I’m having a slightly hard time imagining a db where “most” of the address space is DMA’able. I’ve some experience with kernel bypass networking, which has its own NIC interactions wrt memory buffers, but applications built on top have plenty of heap that’s unshared with hardware. What’s an example db where most of the VA is accessible to hardware “arbitrarily”?
Also, regardless of how much VA is shared, there’s going to be some protocol that the software and hardware use to coordinate. The interesting bit here is whether Rust and its type system can allow for expressing these protocols such that violations are compile-time detectable (if not all, perhaps some). Any sane C++ code would similarly try to build some abstractions around this, but how well things can be encoded is up for debate.

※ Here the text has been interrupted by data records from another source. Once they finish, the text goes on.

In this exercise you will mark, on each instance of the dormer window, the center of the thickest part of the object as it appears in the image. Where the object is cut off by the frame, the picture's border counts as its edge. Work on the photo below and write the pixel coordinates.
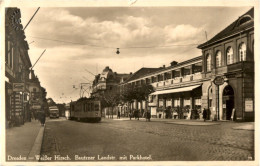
(242, 52)
(218, 59)
(244, 20)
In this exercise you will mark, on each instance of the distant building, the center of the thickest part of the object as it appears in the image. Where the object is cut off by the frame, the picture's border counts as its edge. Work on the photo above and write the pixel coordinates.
(17, 64)
(19, 87)
(105, 86)
(230, 55)
(220, 81)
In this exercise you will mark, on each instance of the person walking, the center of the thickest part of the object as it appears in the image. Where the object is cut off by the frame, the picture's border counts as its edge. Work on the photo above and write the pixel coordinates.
(42, 118)
(204, 114)
(148, 115)
(118, 114)
(130, 115)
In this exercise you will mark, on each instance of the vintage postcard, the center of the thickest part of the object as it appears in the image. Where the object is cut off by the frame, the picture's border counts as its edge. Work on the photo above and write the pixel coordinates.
(129, 82)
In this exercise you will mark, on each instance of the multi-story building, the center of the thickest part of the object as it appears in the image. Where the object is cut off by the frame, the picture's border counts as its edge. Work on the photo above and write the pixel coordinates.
(178, 85)
(229, 59)
(220, 81)
(17, 64)
(19, 87)
(37, 99)
(105, 86)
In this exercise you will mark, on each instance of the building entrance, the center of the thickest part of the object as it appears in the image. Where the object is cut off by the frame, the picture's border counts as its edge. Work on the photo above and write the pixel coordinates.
(228, 102)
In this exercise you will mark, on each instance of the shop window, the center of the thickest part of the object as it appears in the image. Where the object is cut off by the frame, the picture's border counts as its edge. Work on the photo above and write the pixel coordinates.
(197, 101)
(161, 103)
(242, 52)
(208, 63)
(168, 102)
(176, 102)
(218, 59)
(186, 102)
(229, 56)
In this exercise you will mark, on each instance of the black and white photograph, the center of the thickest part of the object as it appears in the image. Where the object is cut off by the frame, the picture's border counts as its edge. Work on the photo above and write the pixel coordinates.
(129, 82)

When a typical Rust discussion ensues, it’s commonly implied (or occasionally made explicit) that “write X in Rust” == “write X in safe Rust”. And this is the right default. But I think any non-trivial system hyper optimized for performance will have a healthy amount of unsafe code. The more interesting question, to me at least, is how well can that unsafety (and the “hidden”-from-rustc protocol) be contained.
As for a db scheduler obviating the need for a compiler to arbitrate ownership, that’s certainly true to a degree. But, this comes back to the protocol I mentioned - the scheduler is what provided the protocol and so long as other components work via it, it can provide safety barriers (and allow for optimizations). But again, I don’t immediately see why Rust (with careful use of unsafe) couldn’t do the same. And afterall, everything is safe so long as things play by the (often unwritten or poorly so) rules. Once systems get big and hairy, it gets tougher to stay within the guardrails and that’s where getting assistance from your language/compiler can be very helpful.
Some of the Rust libs/frameworks for embedded/microcontrollers deal with hardware accessible memory and otherwise “unsafe” protocols, but I’ve seen some clever ways folks encode this using Rust’s type system.